Exactly right.  My greatest concern is how complicated administration
tools will become if we start adding complex data types at the lowest
level, rather than higher up.  I'm also somewhat concerned about the lower
migratability of complex structures, but that's an issue application
developers can face on their own.

> This preserves the simple directory hierarchy implementation of GConf
> and the simple sysadmin/configtool view of things (a struct is just a
> directory) but gives us a way to work with directories that isn't
> painful, it's just get/set fields by name and then push the whole
> struct into the database at once.

So the API or engine is translating the tree structure to key/field =
value ?

> The primary penalty that persists is that you can't have lists of
> complex datatypes, other than giving them all a unique name
> (gconf_unique_key() kind of thing) and sticking them in a directory.
> The simplest solution to this is to allow GCONF_VALUE_LIST etc. to
> contain sub-lists. I rejected that for GConf 1.0 because it's a lot of
> implementation complexity. But it's an evolutionary extension of
> current GConf that's easy to do.

If you map a struct like thus:

struct _foo {
  char *field1;   // maps to .../foo/field1/
  int field2;     // maps to .../foo/field2/
} foo;

you can map an array like thus:

int foo[4] = {
  0,             // maps to .../foo/0/
  72,            // maps to .../foo/1/
  14,            // maps to .../foo/2/
  -1,            // maps to .../foo/3/
};

and preserve the simple data model while providing convenient high level
APIs when they are needed.  As an aside, I feel the list type should be
dropped entirely in favour of this approach, as the contents of the list
here can easily be either simple or complex types, and presenting one
solution to both problems seems neater; the list type is also the most
complicated part of the data model as thing stand.  Less easily, they
could also be mixed types, with a stronger focus on GConfSchema use, but
this isn't a matter under discussion.

> In any case, CORBA_any is a variant data type. Variant data types are
> a dime a dozen, there's also GValue even just within GNOME. I don't
> see how it's anything more than a syntax issue. So the problems being
> discussed are how the syntactic sugar of CORBA_any can lead
> application programmers to mangle the GConf design goals
> (upgradability, manageability, scripting). Valid concerns when picking
> a syntactic sugar. But I still see no reason why CORBA_any has to be
> in the GConf core, it remains syntax and syntax only.
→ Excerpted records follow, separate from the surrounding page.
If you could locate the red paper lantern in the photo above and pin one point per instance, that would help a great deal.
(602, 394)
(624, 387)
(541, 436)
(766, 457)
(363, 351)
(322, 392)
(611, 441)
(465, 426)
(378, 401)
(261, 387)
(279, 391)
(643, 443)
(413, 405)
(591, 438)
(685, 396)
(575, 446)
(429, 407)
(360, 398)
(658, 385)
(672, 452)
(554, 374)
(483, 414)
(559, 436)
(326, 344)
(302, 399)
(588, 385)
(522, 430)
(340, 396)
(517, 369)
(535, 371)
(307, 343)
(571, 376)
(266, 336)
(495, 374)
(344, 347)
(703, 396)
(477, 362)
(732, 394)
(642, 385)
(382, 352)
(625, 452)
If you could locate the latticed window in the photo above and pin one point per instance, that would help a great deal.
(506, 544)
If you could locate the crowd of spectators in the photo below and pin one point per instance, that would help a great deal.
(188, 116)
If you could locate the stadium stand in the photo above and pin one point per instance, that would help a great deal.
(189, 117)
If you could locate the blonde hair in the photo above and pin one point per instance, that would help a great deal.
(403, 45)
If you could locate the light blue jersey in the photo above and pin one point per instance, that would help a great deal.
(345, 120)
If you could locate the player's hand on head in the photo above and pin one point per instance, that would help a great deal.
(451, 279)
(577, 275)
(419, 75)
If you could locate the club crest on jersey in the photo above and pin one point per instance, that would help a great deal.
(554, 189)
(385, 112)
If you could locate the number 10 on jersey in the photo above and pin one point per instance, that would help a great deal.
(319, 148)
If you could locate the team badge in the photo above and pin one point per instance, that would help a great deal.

I have an issue with using CORBA_Any for the fact that it introduces CORBA
to the syntax of an application that may not have had any other use for
CORBA; better to have ones own variant type, IMO, but as you say, this
isn't relevant to the GConf data model design.

> So what would not be syntax? Changing GConf to basically be a
> simplification of LDAP and be tightly bound to LDAP; then you would
> allow queries and such. Or changing to a much more XML-centric model,
> with DTDs describing application preferences instead of GConfSchema,
> and maybe stylesheet transformations getting involved. Those would be
> fundamental redesigns. But so far no one is suggesting moving away
> from key-value pairs in what's essentially a giant hash table. So we
> are looking at pretty much the same GConf no matter how this is
> resolved.

I am suggesting we not only keep the key-value model in a hierarchical
organisation, but that we also keep the types for value as basic as
possible, and allow complexity to be provided by application APIs; from an
administration point of view, *all* application data can then be viewed as
simply typed key-value pairs, and with proper use of GConfSchema,
understood, documented, and maintained.